State Bank of Vietnam Deputy Governor Nguyen Van Binh said this month that the central bank would try to lower borrowing costs at the government’s request as interest rates are still “high” and cutting into corporate profits. The government is targeting 6.5 percent economic growth this year, up from 5.3 percent in 2009.

“The government must be relieved that inflation seems to be coming under control,” said Ayumi Konishi, the Hanoi-based Vietnam country director for the Asian Development Bank. “Food prices have been coming down and the relatively stable foreign-exchange environment must also be contributing to this.”

Vietnam’s currency is trading at 18,980 per dollar, having strengthened from 18,990 at the end of May.

Focus on stability

“It’s too early to say” whether the latest inflation figures suggest that interest rates can drop significantly, Konishi said. “The government has repeatedly said that economic stability is the most important thing.”

Prices in the category including rice dropped 0.83 percent from a month earlier, according to the data. Export prices of some varieties of Vietnamese rice declined as much as 6 percent in the week ended June 11 from a week earlier, the agricultural attaché’s office at the US Embassy in Hanoi said in a report released on June 18.

Prices fell “because exporters’ buyers delayed purchasing rice in anticipation of the autumn harvest reaching its peak in mid-July,” the US agricultural attaché’s office said in the report. “Paddy prices were slightly down last week due to the autumn harvest having begun last week.”

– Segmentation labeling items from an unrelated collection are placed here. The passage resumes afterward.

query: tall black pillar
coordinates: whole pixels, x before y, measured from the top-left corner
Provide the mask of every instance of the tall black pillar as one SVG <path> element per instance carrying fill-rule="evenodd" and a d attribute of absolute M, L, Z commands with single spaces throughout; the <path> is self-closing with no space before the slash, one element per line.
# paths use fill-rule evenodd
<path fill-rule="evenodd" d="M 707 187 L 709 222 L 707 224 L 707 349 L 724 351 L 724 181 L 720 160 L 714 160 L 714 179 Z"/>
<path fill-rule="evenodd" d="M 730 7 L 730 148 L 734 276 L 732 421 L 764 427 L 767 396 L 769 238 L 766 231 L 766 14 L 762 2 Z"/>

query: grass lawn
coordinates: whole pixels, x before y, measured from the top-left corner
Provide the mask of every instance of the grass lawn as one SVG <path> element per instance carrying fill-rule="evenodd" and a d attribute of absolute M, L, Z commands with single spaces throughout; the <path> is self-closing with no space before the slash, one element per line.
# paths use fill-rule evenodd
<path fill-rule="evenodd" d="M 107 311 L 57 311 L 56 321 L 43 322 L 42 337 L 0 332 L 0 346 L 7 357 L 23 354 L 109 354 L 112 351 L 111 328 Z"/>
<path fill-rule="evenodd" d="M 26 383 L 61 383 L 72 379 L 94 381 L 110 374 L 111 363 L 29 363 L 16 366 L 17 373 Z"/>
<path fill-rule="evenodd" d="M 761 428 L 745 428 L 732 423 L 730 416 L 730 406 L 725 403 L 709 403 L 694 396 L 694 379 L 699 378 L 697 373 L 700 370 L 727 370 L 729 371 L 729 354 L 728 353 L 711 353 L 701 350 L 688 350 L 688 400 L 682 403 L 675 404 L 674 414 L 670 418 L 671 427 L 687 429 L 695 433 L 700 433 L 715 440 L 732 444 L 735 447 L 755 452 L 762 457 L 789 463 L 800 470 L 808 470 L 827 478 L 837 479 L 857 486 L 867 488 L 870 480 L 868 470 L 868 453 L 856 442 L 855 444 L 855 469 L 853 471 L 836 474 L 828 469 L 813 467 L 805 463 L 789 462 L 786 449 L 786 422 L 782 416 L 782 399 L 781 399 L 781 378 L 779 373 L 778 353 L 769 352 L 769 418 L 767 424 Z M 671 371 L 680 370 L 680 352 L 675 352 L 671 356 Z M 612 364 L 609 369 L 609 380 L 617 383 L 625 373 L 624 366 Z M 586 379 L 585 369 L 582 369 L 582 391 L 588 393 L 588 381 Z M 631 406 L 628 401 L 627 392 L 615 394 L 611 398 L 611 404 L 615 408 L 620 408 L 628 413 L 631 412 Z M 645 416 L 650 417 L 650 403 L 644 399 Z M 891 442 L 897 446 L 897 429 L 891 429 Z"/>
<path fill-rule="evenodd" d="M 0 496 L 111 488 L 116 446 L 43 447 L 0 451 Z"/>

Transportation prices rose 14.82 percent in June from a year ago, down from an 18.16 percent annual pace in May. On a monthly basis, transportation prices dropped 0.71 percent in June from May.

“For a lot of countries, headline inflation is virtually tracking commodity prices, which have become more stable,” said Matt Robinson, a Sydney-based economist for Moody’s Analytics Inc. “Crude oil is not providing inflation pressure right now.”